Yes, and his home phone number, but I didn’t tell her that. I also didn’t tell her that she could probably have found his e-mail address on the Internet. Allow me a small moment of vanity, okay?

Years ago, I had lunch with an author who now routinely makes the best-seller list. There is another writer who refers to me as “Minor Goddess,” because I once located a reference for her that she’d been trying to track down for years. It all comes with the territory.

It helps that I’ve taught for a long time. I know how much teaching, and coaching, is performance art. Deep breath. Big smile. “Good morning, everyone. Let’s talk about some of the good and exciting things that are going on in publishing and how those things are going to benefit your writing career.”

The nature of reading is changing. Fewer people are reading solely for pleasure, but more people are reading. Start thinking about what else a book can be besides slabs of paper between two covers.

The choices of what to read are phenomenal. This includes not only new works, but works that haven’t been in print for decades.
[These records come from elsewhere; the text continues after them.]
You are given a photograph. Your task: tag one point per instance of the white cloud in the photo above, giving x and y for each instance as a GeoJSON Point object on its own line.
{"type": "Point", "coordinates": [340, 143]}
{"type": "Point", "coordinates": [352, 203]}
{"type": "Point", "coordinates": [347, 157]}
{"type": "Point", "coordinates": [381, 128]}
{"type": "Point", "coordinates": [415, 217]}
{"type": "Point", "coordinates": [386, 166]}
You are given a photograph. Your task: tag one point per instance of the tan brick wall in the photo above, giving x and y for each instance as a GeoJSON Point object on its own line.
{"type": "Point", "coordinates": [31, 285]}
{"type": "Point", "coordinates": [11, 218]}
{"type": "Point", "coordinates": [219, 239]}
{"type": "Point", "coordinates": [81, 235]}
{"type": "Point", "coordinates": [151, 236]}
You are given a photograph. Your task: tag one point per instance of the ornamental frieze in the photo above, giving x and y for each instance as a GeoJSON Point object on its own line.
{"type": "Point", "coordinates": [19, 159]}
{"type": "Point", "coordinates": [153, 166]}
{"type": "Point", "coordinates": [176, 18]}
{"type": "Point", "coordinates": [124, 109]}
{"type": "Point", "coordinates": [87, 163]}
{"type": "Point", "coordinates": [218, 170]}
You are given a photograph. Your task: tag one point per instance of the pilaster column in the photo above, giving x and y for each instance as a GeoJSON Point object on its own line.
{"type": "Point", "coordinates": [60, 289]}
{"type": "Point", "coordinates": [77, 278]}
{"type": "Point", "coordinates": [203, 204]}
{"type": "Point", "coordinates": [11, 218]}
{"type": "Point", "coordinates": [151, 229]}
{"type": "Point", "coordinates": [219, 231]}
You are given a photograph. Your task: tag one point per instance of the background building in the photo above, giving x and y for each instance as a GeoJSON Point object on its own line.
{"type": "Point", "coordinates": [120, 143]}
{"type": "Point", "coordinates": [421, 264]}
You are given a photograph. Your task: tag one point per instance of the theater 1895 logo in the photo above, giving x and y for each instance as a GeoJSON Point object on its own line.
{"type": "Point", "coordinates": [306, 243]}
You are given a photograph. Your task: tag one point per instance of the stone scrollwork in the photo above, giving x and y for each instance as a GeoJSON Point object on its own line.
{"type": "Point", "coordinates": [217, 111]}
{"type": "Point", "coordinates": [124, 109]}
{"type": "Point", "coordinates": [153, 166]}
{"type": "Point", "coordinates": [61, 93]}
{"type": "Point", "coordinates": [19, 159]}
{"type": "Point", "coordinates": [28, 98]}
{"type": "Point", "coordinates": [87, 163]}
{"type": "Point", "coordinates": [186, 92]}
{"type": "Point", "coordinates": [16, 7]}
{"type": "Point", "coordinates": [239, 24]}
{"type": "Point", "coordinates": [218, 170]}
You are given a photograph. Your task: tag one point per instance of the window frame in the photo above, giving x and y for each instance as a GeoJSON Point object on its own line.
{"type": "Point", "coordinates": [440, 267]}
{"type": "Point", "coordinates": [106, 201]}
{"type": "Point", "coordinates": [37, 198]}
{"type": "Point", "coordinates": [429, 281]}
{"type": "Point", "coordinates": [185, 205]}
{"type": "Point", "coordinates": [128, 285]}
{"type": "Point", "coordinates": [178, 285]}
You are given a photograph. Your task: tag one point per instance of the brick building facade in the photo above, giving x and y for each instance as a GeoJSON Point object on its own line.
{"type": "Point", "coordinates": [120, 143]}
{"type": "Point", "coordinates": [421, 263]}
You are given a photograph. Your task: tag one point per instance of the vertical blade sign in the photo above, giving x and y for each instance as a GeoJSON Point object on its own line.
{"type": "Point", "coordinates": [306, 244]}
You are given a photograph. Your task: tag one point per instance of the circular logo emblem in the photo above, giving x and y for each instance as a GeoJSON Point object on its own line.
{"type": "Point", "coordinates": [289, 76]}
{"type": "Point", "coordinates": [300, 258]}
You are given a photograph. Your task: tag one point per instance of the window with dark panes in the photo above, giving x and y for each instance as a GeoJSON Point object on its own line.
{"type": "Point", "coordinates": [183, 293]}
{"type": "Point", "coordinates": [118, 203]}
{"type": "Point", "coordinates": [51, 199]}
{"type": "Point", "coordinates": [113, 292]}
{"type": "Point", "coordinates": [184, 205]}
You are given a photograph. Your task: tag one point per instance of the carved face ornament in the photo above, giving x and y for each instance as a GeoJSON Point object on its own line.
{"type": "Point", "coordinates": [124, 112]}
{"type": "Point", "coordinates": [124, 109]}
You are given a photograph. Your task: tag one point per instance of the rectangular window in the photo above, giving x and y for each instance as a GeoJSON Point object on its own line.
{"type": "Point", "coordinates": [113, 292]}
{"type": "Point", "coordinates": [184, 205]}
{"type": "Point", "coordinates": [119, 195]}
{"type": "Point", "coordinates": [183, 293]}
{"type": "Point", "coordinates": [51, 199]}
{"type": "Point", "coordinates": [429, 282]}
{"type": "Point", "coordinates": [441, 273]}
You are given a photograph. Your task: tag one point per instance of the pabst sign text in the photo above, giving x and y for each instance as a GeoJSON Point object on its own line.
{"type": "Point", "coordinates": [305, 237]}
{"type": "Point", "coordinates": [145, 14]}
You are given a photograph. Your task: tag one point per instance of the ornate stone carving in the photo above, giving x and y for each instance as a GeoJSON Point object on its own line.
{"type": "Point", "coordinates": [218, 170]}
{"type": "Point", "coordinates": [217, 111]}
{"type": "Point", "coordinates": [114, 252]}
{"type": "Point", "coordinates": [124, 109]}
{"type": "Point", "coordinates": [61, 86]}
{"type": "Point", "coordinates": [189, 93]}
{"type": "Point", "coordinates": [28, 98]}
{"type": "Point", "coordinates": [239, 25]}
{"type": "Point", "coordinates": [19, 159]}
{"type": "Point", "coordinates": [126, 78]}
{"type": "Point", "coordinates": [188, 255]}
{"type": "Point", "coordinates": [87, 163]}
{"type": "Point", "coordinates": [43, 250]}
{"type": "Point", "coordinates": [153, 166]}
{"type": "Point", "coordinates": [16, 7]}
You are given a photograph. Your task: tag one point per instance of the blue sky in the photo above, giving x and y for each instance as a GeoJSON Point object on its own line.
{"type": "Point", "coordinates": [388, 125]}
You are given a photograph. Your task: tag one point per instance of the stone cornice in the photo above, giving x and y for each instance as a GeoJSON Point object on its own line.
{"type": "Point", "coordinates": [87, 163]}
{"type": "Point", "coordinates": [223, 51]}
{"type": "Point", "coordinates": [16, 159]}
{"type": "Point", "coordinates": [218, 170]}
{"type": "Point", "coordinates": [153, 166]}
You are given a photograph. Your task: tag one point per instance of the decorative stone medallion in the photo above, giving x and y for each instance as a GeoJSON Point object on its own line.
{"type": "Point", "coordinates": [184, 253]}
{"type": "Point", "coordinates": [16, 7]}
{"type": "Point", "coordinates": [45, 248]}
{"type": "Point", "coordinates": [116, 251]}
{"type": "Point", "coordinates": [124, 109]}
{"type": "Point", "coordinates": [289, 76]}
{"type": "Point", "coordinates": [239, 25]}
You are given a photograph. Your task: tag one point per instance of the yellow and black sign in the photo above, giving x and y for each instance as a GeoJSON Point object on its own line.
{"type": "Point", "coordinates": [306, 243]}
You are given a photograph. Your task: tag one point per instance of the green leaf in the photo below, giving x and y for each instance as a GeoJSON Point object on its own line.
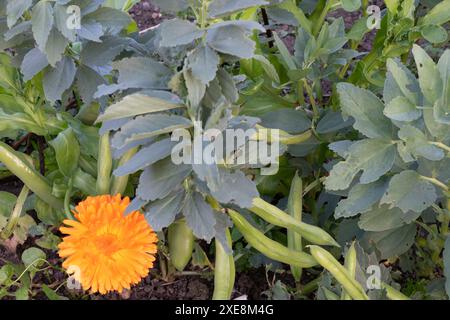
{"type": "Point", "coordinates": [289, 120]}
{"type": "Point", "coordinates": [55, 47]}
{"type": "Point", "coordinates": [149, 126]}
{"type": "Point", "coordinates": [203, 62]}
{"type": "Point", "coordinates": [160, 179]}
{"type": "Point", "coordinates": [439, 14]}
{"type": "Point", "coordinates": [196, 89]}
{"type": "Point", "coordinates": [15, 9]}
{"type": "Point", "coordinates": [33, 63]}
{"type": "Point", "coordinates": [67, 151]}
{"type": "Point", "coordinates": [231, 39]}
{"type": "Point", "coordinates": [446, 259]}
{"type": "Point", "coordinates": [6, 272]}
{"type": "Point", "coordinates": [22, 293]}
{"type": "Point", "coordinates": [59, 79]}
{"type": "Point", "coordinates": [200, 217]}
{"type": "Point", "coordinates": [147, 156]}
{"type": "Point", "coordinates": [442, 105]}
{"type": "Point", "coordinates": [401, 82]}
{"type": "Point", "coordinates": [332, 122]}
{"type": "Point", "coordinates": [47, 214]}
{"type": "Point", "coordinates": [401, 109]}
{"type": "Point", "coordinates": [434, 33]}
{"type": "Point", "coordinates": [367, 110]}
{"type": "Point", "coordinates": [360, 199]}
{"type": "Point", "coordinates": [33, 256]}
{"type": "Point", "coordinates": [417, 144]}
{"type": "Point", "coordinates": [61, 18]}
{"type": "Point", "coordinates": [51, 294]}
{"type": "Point", "coordinates": [383, 218]}
{"type": "Point", "coordinates": [19, 121]}
{"type": "Point", "coordinates": [42, 22]}
{"type": "Point", "coordinates": [178, 32]}
{"type": "Point", "coordinates": [394, 242]}
{"type": "Point", "coordinates": [172, 6]}
{"type": "Point", "coordinates": [161, 213]}
{"type": "Point", "coordinates": [374, 157]}
{"type": "Point", "coordinates": [134, 105]}
{"type": "Point", "coordinates": [219, 8]}
{"type": "Point", "coordinates": [429, 77]}
{"type": "Point", "coordinates": [284, 52]}
{"type": "Point", "coordinates": [7, 203]}
{"type": "Point", "coordinates": [235, 188]}
{"type": "Point", "coordinates": [409, 192]}
{"type": "Point", "coordinates": [351, 5]}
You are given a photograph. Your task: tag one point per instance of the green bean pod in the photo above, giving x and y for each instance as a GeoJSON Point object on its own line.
{"type": "Point", "coordinates": [15, 214]}
{"type": "Point", "coordinates": [392, 293]}
{"type": "Point", "coordinates": [224, 271]}
{"type": "Point", "coordinates": [277, 217]}
{"type": "Point", "coordinates": [350, 265]}
{"type": "Point", "coordinates": [295, 204]}
{"type": "Point", "coordinates": [16, 163]}
{"type": "Point", "coordinates": [119, 184]}
{"type": "Point", "coordinates": [104, 166]}
{"type": "Point", "coordinates": [350, 285]}
{"type": "Point", "coordinates": [268, 247]}
{"type": "Point", "coordinates": [181, 244]}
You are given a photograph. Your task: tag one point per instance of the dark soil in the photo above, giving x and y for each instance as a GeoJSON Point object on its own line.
{"type": "Point", "coordinates": [146, 15]}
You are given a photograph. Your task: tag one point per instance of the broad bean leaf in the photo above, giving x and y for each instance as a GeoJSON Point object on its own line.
{"type": "Point", "coordinates": [160, 179]}
{"type": "Point", "coordinates": [67, 150]}
{"type": "Point", "coordinates": [161, 213]}
{"type": "Point", "coordinates": [59, 79]}
{"type": "Point", "coordinates": [374, 157]}
{"type": "Point", "coordinates": [417, 144]}
{"type": "Point", "coordinates": [361, 198]}
{"type": "Point", "coordinates": [134, 105]}
{"type": "Point", "coordinates": [148, 126]}
{"type": "Point", "coordinates": [366, 109]}
{"type": "Point", "coordinates": [219, 8]}
{"type": "Point", "coordinates": [178, 32]}
{"type": "Point", "coordinates": [409, 192]}
{"type": "Point", "coordinates": [146, 157]}
{"type": "Point", "coordinates": [200, 216]}
{"type": "Point", "coordinates": [42, 22]}
{"type": "Point", "coordinates": [203, 62]}
{"type": "Point", "coordinates": [446, 259]}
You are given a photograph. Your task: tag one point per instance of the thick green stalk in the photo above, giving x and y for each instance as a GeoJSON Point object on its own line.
{"type": "Point", "coordinates": [119, 184]}
{"type": "Point", "coordinates": [15, 215]}
{"type": "Point", "coordinates": [275, 216]}
{"type": "Point", "coordinates": [295, 204]}
{"type": "Point", "coordinates": [16, 163]}
{"type": "Point", "coordinates": [104, 166]}
{"type": "Point", "coordinates": [350, 265]}
{"type": "Point", "coordinates": [224, 271]}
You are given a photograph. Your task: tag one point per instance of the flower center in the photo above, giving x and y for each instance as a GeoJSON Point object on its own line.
{"type": "Point", "coordinates": [106, 244]}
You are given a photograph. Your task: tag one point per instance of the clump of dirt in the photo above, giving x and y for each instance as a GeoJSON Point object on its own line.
{"type": "Point", "coordinates": [146, 15]}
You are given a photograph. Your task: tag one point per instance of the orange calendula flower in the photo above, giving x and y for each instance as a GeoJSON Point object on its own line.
{"type": "Point", "coordinates": [106, 250]}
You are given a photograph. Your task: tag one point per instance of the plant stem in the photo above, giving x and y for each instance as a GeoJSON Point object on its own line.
{"type": "Point", "coordinates": [119, 184]}
{"type": "Point", "coordinates": [441, 145]}
{"type": "Point", "coordinates": [67, 211]}
{"type": "Point", "coordinates": [104, 165]}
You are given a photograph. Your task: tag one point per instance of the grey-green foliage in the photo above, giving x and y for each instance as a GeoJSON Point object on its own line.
{"type": "Point", "coordinates": [182, 82]}
{"type": "Point", "coordinates": [401, 166]}
{"type": "Point", "coordinates": [41, 35]}
{"type": "Point", "coordinates": [319, 57]}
One thing I noticed lately on mystery blogs is how many of them are going back to read, review, and refer to the legacy of mysteries from half a century ago.

Alice’s White Queen might have believed as many as six impossible things before breakfast, but I can research than number of impossible questions on the Internet in the time it takes me to boil water for tea. The Internet is a marvellous tool. Every writer needs to learn how to use that tool.

Yes, publishing is in free fall. That means you have so many more opportunities than I had when I first became serious about getting published. It’s a matter of finding those opportunities and taking advantage of them.

Talent has a lot to recommend it, but persistence has even more. If you stop now, you’ll never know how far you could have gone.

The funny thing is, the more I say those things to other writers, the more I believe them myself.
---------
Quote for the week:

You've got to accentuate the positive,
Eliminate the negative,
Latch on to the affirmative, and
Don't mess with Mister In-Between
~lyrics by Johnny Mercer/music by Harold Arlen, 1944

2 comments:

Sheila Connolly said...

Yes to everything you said. Sure, publishing is changing, and rapidly (and no editor at The New Yorker is ever going to take me out for a celebratory lunch with martinis), but it's still about our words, whatever the format.

Writing is (and always has been) a long, slow, lonely, frustrating process, but having a wonderful support community such as SinC makes it so much better. The Internet has made that possible.

But I also agree: if you're not having fun any more, don't do it. Unless you're addicted to those rare and amazing moments when it all comes together and you stalk around the house shouting "Yes! Yes!" to your cat.

Anonymous said...

Sheila, rolling on the floor laughing. Maybe that's why my last cat duo spent so much time hiding under my bed.